A chemiluminescent assay for hydroperoxide level of phosphatidylcholine hydroperoxide fraction purified by two Sep-Pak cartridges in biological samples

Abstract A chemiluminescent assay for hydroperoxide level of phosphatidylcholine hydroperoxide (PCOOH) fraction purified from biological samples was presented. This method utilized of two Sep-Pak cartridges. A lipid soluble fraction was isolated from each homogenized tissue or blood by Folch's method. The mixture of phosphatidylcholine (PC) and PCOOH was separated from the lipid soluble fraction by a Sep-Pak silica cartridge. A Sep-Pak tC 18 cartridge made complete separation of both PCOOH and PC possible.
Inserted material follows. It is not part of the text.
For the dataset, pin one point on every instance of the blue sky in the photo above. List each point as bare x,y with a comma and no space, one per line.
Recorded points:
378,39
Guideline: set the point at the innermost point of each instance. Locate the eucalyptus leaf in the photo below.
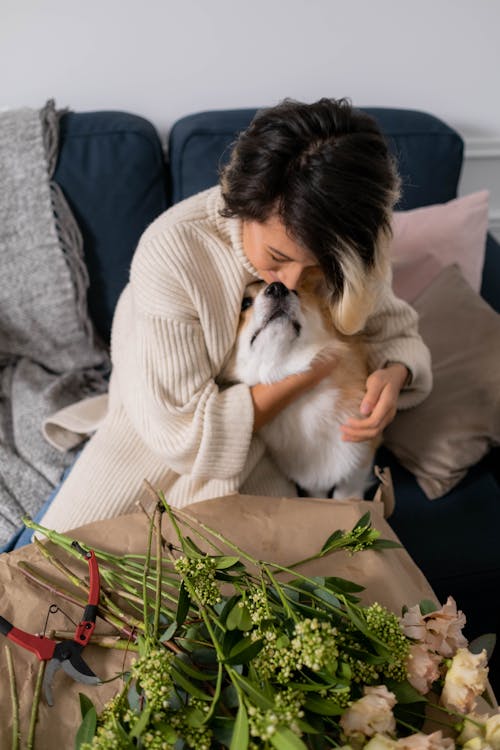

The hydroperoxide level of PCOOH fraction was quantified by the reaction with ferrous ion using 2-methyl-6-[ p -methoxyphenyl]-3,7-dihydroimidazo[1,2-a]pyrazin-3-one as a chemiluminescent dye. The mixture of positional isomers, 1-hexadecanoyl-2-[9, or 10-hydroperoxyl octadecanoyl]- sn -glycero-3-phosphocholine was used as an authentic standard. The good recovery rate for authentic PCOOH of 87.1±11.6% (mean±S.E., n =4) was obtained by using two Sep-Pak cartridges. Linear calibration curve was obtained in the range from 2.5 to 20 nmol, and the detection limit of the standard was 10 pmol (signal-to-noise ratio>3). This method was applied to the investigation of the lipid peroxidation induced by reperfusion of the liver with cold preservation, mimicking liver transplantation in rats. The effect of liposome-encapsulated dichloromethylene diphosphonate (LEDD), which eliminate of Kupffer cells to prevent the generation of oxygen radicals on the lipid peroxidation, was compared with the untreated group as a control. After 1 h reperfusion at 37°C the hydroperoxide level obtained the liver without preservation in the untreated group was 12.4±2.4 nmol/100 mg lipid ( n =4) and levels increased significantly by prolongation of the preservation time. On the other hand, the hydroperoxide level in the LEDD treated group did not change up to 24 h preservation. These results suggest that this improved assay for hydroperoxide level of PCOOH fraction in biological samples can be applied to investigations involving lipid peroxidation because of its simplicity and accuracy.